Hıfsiye, sadece babasının mirasını değil, aynı zamanda insanca yaşamanın ne demek olduğunu da unutmayan bir kadındı… Toplumların bölündüğü, insanların sadece kimliklerinden dolayı yargılandığı bir dönemde, o, herkesin eşit olduğuna inandı… Kimseyi Türk ya da Rum diye ayırmadı... Çünkü onun gözünde insan, dilden, dinden ve kimlikten öteydi…

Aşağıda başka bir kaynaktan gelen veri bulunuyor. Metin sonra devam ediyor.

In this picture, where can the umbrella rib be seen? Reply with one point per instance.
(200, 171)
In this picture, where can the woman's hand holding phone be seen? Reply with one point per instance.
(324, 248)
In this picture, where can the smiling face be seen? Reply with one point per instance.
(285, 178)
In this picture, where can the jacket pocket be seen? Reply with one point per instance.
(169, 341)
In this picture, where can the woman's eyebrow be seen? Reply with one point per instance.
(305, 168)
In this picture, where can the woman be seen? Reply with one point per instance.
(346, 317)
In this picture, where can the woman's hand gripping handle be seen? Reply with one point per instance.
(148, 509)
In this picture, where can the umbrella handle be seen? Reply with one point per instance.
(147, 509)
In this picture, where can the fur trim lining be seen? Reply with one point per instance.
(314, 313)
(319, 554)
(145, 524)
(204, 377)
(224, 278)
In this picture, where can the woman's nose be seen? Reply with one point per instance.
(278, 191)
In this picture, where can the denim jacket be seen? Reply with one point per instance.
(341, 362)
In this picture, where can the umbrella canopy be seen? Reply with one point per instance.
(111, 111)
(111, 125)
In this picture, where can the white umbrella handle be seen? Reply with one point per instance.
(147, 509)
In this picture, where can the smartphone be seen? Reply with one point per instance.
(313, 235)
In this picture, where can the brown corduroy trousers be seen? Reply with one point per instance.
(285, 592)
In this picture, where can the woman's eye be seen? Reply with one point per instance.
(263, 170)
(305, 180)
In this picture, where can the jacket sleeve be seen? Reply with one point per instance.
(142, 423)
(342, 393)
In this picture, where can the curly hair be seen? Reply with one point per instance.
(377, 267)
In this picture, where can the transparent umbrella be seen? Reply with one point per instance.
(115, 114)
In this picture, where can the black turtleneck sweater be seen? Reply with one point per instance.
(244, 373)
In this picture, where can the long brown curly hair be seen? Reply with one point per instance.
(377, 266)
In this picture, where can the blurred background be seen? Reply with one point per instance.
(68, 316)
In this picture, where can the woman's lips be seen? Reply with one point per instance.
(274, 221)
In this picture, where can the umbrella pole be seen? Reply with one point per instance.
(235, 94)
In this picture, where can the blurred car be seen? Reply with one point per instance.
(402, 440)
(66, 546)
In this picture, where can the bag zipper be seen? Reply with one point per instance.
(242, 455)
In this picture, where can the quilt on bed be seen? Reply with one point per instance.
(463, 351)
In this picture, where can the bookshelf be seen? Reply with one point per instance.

Kısa bir süre sonra Hıfsiye, belki de bu inançla hayatında radikal bir değişiklik yaptı... Natali oldu... Kıbrıslırum bir adamla evlenip, çocuklarını Rumca büyüttü... Yeni ismiyle Natali, geçmişi geride bırakmaya çalışıyordu belki de... Ama geçmiş, her zaman yanı başındaydı... O, Ayhan Hikmet’in kızıydı... O, iki toplum arasında köprüler kurmaya çalışırken, kalbindeki çatışmayı da çözmeye çalıştı... Bir dönem Türkçeyi bile unutacak kadar Rumcayla iç içe yaşadı... Ama kimliğiyle barıştı; ne tamamen Türk ne de tamamen Rum... O, sadece bir barış insanıydı...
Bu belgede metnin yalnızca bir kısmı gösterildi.